Subject: Re: It is in the Constitution 
From: email@example.com (KEVIN4VFT)
Date: 08 Jun 2000 13:09:54 EDT
In message-id: <firstname.lastname@example.org>, Ghstwrtrfx2 writes:
>If all the Framers wanted to
do was ban a national church, they had plenty of
>opportunities to state exactly that in the First Amendment. In fact, an early
>draft of the First Amendment read in part:
>"The civil rights of none shall be abridged on account of religious belief,
>nor shall any national religion be established...."
>This draft was rejected. Following extensive debate, the language found in
>the First Amendment today was settled on.
This is way too simplistic.
This "national religion" language was Madison's own proposal and there are no clear reasons given why it was rejected.
>The historical record indicates that the framers wanted the First Amendment
>to ban not only establishment of a single church but also "multiple
>establishments," that is, a system by which the government funds many
>religions on an equal basis.
Again, simplistic and misleading.
There is not a single person alive today who believes that the government should levy taxes in support of any or all religious denominations. Jerry Falwell rejects this; Pat Robertson rejects this.
"Taxes for churches" is not the issue.
>During the House of
Representatives' debate on the language of the religion
>clauses, members specifically rejected a version reading:
>"Congress shall make no law establishing any particular denomination in
>preference to another...."
Simplistic and misleading.
Note the ellipses.
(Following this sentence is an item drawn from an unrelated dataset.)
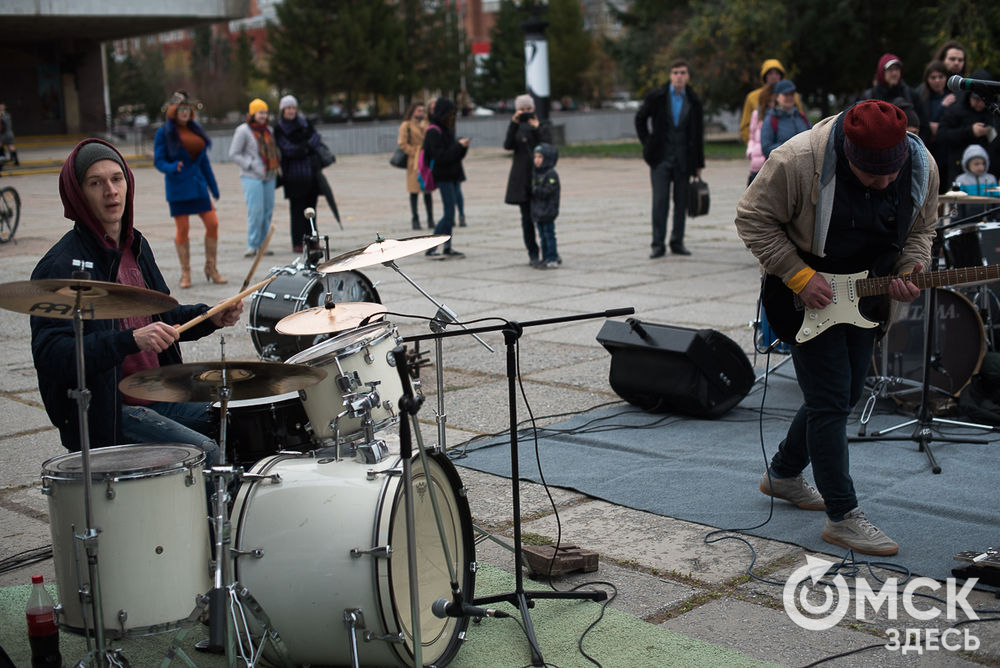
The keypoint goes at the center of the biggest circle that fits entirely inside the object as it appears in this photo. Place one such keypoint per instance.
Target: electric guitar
(793, 322)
That means something was left out.
I think the omission was deliberate and misleading.
Here is the entire proposal:
On motion to amend the third article, to read thus: 'Congress shall make no law establishing any particular denomination of religion in preference to another, or prohibiting the free exercise thereof, nor shall the rights of conscience be infringed:"
Immediately before this, the following wording was also rejected:
On motion to adopt the following, in lieu of the third article: 'Congress shall not make any law infringing the rights of conscience, or establishing any religious sect or society:'
Finally, immediately after the "particular denomination" language was rejected, this vote is recorded:
On motion to adopt the third article proposed in the resolve of the House of Representatives, amended by striking out these words, 'nor shall the rights of conscience be infringed:'
It passed in the affirmative.
In other words, the common phrase
rejected in all three of these consecutive legislative acts concerns
"rights of conscience."
An argument can easily be made that the object of Congress' legislative scalpel was the "rights of conscience."
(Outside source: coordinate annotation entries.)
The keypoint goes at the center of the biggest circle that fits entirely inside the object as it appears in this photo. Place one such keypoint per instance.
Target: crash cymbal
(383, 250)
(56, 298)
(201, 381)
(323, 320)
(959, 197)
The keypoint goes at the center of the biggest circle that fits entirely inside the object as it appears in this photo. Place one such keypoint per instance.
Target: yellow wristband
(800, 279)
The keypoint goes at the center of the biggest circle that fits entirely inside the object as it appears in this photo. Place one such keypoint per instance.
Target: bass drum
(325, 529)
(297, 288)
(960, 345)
This was also part of Madison's original language, and it is not a part of the First Amendment.
Of course, the idea that Congress opposed protecting "rights of conscience," (as that phrase is understood in a Christian context) is as ridiculous as the idea that the Congress opposed America being a Christian nation.
>The founders wanted to bar all
religious establishments; they left no room
>for "non-preferentialism," the view touted by today's accommodationists that
>government can aid religion as long as it assists all religions equally.
I am against all government aid ($$$) to religion. But history shows that all Presidents, including Jefferson and Madison, approved aid ($$$) to religion. See some examples here:
Government aid ($$$) to religion is not the issue. The issue is government submission to the Higher Law of God.
>The Senate likewise rejected
three versions of the First Amendment that would
>have permitted non-preferential support for religion. It is therefore a
>recorded historical fact that the so-called "one-way" concept was considered
>and flatly rejected. This therefore makes anyone still holding to that view
>highly misguided and just plain wrong.
Whoever wrote these words for the "Secular Humanist Anti-Christian Debater's Handbook" is the one who is misleading. It is only the sloppiest of scholarship that would argue that the modern "separationist" concept was approved by Congress. One could just as sloppily argue that Congress was against protecting "rights of conscience."
And they shall beat their swords into plowshares
and sit under their Vine & Fig Tree.